Edward Glaeser [1] afirma en su libro Triumph of the City (2011) que el éxito de las ciudades radica en las personas que las habitan y en la interacción entre ellas, donde la densidad urbana facilita encuentros, conversaciones y colaboraciones que enriquecen el aprendizaje colectivo y aceleran la circulación de ideas.


Para Glaeser, la ciudad es "el mayor invento de la humanidad" porque es la forma más eficiente de interacción humana para generar y difundir conocimiento, impulsando la innovación y la productividad. La historia ofrece ejemplos de cómo esta proximidad ha favorecido el aprendizaje y el progreso. En Mileto, el comercio en el mar Egeo creó un entorno de intercambios entre griegos, egipcios y poblaciones de Asia Menor, del cual surgieron las primeras ideas filosóficas. En Atenas, la vida urbana se organizó en torno al diálogo, la argumentación y la crítica; Sócrates, Platón y Aristóteles convirtieron el debate público en un espacio de razonamiento colectivo. En Bagdad, la ciudad se convirtió en un centro de conocimiento que reunió a eruditos que tradujeron y reelaboraron textos griegos, indios y persas, contribuyendo al desarrollo de la álgebra y a la transmisión de la ciencia antigua hacia Europa. En Florencia, la proximidad entre artistas, científicos y comerciantes impulsó transformaciones en el arte, la ciencia y el pensamiento humanista asociadas con el Renacimiento. Recientemente, Silicon Valley reproduce ese mismo patrón: empresas tecnológicas, universidades y fondos de inversión comparten territorio, favoreciendo un flujo de ideas que impulsa la innovación en computadoras, internet, redes sociales e inteligencia artificial [2].


Contemporáneamente, este mismo patrón se observa en ciudades como Nueva York y Boston, consolidadas como centros de finanzas y educación; Chicago, reconvertida en un eje de servicios y negocios (financieros, logísticos y comerciales); y Bangalore, que se ha consolidado como polo de tecnología de la información, software y servicios digitales. En todos estos casos, la concentración de personas con formación y habilidades convierte la ciudad en un entorno de intercambio, donde la cooperación entre universidades, empresas y centros de investigación, el uso de espacios públicos y la diversidad social hacen posible que el talento se acumule, se comparta y se emplee en nuevas actividades económicas.


Calle de Nueva York con el Empire State al fondo. Peatones caminan, taxis y coches estacionados. Avisos de pizza a $5. Ambiente urbano. Javier Trespalacios

Según Edward Glaeser, Nueva York es un claro ejemplo del triunfo de la ciudad (foto, Javier Trespalacios)
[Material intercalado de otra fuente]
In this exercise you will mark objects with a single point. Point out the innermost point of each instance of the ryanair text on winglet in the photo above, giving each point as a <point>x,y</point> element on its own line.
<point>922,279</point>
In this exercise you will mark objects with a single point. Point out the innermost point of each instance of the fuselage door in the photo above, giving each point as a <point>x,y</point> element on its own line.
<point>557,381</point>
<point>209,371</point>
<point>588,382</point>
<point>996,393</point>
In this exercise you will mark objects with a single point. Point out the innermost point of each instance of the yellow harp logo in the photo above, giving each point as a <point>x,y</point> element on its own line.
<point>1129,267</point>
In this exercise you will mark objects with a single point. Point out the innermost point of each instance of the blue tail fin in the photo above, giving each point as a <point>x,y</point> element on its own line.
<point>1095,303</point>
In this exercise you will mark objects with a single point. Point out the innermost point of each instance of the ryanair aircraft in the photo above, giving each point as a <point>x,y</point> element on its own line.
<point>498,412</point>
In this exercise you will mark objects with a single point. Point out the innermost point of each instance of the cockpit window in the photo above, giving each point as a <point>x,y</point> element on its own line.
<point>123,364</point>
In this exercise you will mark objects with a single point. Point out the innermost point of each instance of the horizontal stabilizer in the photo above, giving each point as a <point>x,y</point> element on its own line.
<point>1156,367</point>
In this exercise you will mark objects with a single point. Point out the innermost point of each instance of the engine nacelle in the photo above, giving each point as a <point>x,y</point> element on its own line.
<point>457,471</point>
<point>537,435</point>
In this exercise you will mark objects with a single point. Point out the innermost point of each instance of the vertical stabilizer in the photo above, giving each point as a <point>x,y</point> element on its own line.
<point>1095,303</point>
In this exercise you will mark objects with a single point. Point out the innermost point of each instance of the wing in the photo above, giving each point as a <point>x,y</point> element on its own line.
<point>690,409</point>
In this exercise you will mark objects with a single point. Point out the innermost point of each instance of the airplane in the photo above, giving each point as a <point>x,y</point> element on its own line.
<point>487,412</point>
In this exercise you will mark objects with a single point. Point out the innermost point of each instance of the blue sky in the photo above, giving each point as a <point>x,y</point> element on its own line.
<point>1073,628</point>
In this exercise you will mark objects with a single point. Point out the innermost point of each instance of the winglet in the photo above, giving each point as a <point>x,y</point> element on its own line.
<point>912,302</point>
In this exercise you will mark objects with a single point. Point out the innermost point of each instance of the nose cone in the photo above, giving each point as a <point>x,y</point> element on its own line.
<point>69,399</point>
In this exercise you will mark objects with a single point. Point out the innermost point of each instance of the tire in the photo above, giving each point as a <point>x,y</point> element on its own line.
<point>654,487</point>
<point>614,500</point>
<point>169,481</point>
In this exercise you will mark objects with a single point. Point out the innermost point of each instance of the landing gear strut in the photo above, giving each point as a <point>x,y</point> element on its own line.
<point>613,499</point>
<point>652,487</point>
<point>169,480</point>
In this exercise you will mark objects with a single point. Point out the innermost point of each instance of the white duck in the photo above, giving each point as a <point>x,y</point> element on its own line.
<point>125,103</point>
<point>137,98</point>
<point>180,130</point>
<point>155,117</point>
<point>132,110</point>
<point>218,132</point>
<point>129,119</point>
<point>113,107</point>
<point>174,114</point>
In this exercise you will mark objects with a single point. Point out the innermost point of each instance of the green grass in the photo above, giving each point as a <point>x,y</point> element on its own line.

Este proceso genera lo que puede describirse como un “ambiente del conocimiento”: un entorno en el que el aprendizaje, el conocimiento, la difusión de la información y la innovación emergen del contacto continuo entre individuos.


Ambiente del conocimiento para impulsar la sostenibilidad

En este contexto nace el concepto de “ambiente del conocimiento”, donde las personas, en un espacio determinado, independientemente de su formación académica, condición social, cultura o experiencia profesional, se forman en conocimientos básicos sobre un tema específico, como la sostenibilidad, y cuentan con espacios que facilitan intercambios organizados o espontáneos. Este tipo de ambiente favorecería una mejor comprensión de los objetivos comunes y de los procesos de cambio, permitiría identificar las acciones de cada persona, incorporar prácticas de otros en su propia rutina y transformar el conocimiento compartido en un motor que convierte comprensión y compromiso en acción concreta.


Esto podría aplicarse en ciudades donde los ciudadanos recibirían una formación básica en sostenibilidad que les permita identificar las acciones que realizan, intercambiarlas y aplicar las que otros llevan a cabo, así como participar y debatir sobre los objetivos sostenibles locales. Un ejemplo de ello es la isla de Samsø en Dinamarca, donde la participación activa de los habitantes de una región agrícola permitió que su comunidad se convirtiera en una de las primeras regiones del mundo con un sistema energético 100% renovable, un logro alcanzado por ciudadanos que recibieron información básica sobre energía y contaban con un lugar de encuentro para intercambios y conocimiento llamado Samsø Energy Academy (Trespalacios, 2019).


Un grupo de personas sentadas en círculo observa a dos individuos de pie en el centro. Piso de madera y decoración sencilla. Ambiente atento. Javier Trespalacios

Samsø Energy Academy, visita de una delegación de Polonia (Samsø Energy Academy n.d.)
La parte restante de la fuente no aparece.